Mark begriff, dass er auf dem Weg war, den Verstand zu verlieren.
So etwas konnte sehr schnell geschehen, wie Soldaten in Kriegen erlebt hatten. Es genügte ein aktiver Feuerreiz, der das Gehirn überforderte, und schon war es um eine klare Sichtweise geschehen. Nicht selten endete ein solcher Zustand im Suizid.
Zumindest eine Möglichkeit, das Spiel zu beenden!
Der Gedanke erschien ihm reizvoll. Doch bevor er ihn zu Ende dachte, würde er den Brief lesen. Würde es müssen.
Verehrter Herr Dr. Rieger,
hier ist ihr zweiter Auftrag.
Sie werden eine Frau töten. Sagen Sie nicht, das sei unerträglich. Unerträglich ist der Mord an Kindern.
Die Frau heißt Lydia Brandt. Sie werden ihr morgen Abend um ziemlich genau 22 Uhr begegnen. Dann verlässt sie das Park Inn am Alexanderplatz. Sie fährt mit einem roten Porsche Richtung Grunewald.

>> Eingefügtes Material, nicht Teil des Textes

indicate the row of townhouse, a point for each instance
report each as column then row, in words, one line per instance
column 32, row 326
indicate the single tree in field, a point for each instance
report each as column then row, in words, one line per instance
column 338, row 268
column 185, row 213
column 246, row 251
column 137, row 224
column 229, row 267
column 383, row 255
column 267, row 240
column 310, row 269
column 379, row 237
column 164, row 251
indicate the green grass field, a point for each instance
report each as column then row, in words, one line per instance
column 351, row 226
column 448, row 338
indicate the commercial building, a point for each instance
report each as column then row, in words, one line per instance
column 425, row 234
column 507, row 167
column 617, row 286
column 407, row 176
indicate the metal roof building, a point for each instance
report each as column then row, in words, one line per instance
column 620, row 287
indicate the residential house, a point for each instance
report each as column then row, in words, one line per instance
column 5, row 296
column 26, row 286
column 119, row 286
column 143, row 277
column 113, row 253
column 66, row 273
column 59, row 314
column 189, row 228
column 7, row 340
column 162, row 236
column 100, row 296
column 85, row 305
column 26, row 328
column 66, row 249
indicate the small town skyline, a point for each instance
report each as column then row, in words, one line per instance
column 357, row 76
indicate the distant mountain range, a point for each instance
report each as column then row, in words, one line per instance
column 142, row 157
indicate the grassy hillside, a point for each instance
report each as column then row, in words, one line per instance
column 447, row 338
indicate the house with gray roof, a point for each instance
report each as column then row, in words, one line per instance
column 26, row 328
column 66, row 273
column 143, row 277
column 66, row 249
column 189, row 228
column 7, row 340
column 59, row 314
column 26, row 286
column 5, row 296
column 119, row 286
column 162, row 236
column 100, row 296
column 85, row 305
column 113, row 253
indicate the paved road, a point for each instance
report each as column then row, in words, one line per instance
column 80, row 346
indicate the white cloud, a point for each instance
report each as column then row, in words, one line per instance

Sie hat sehr kurze braune Haare, stoppelig geschnitten, ist ungefähr eins achtzig groß und ...
Erneut klingelte es, nun an der Tür.
»Verdammte Scheiße!«, rief Mark und warf den Brief voller Zorn auf den Tisch. Hatte er nie Ruhe? Wer störte ihn jetzt? Er sprang auf und stieß sich das Knie. Er humpelte zur Haustür und riss sie auf.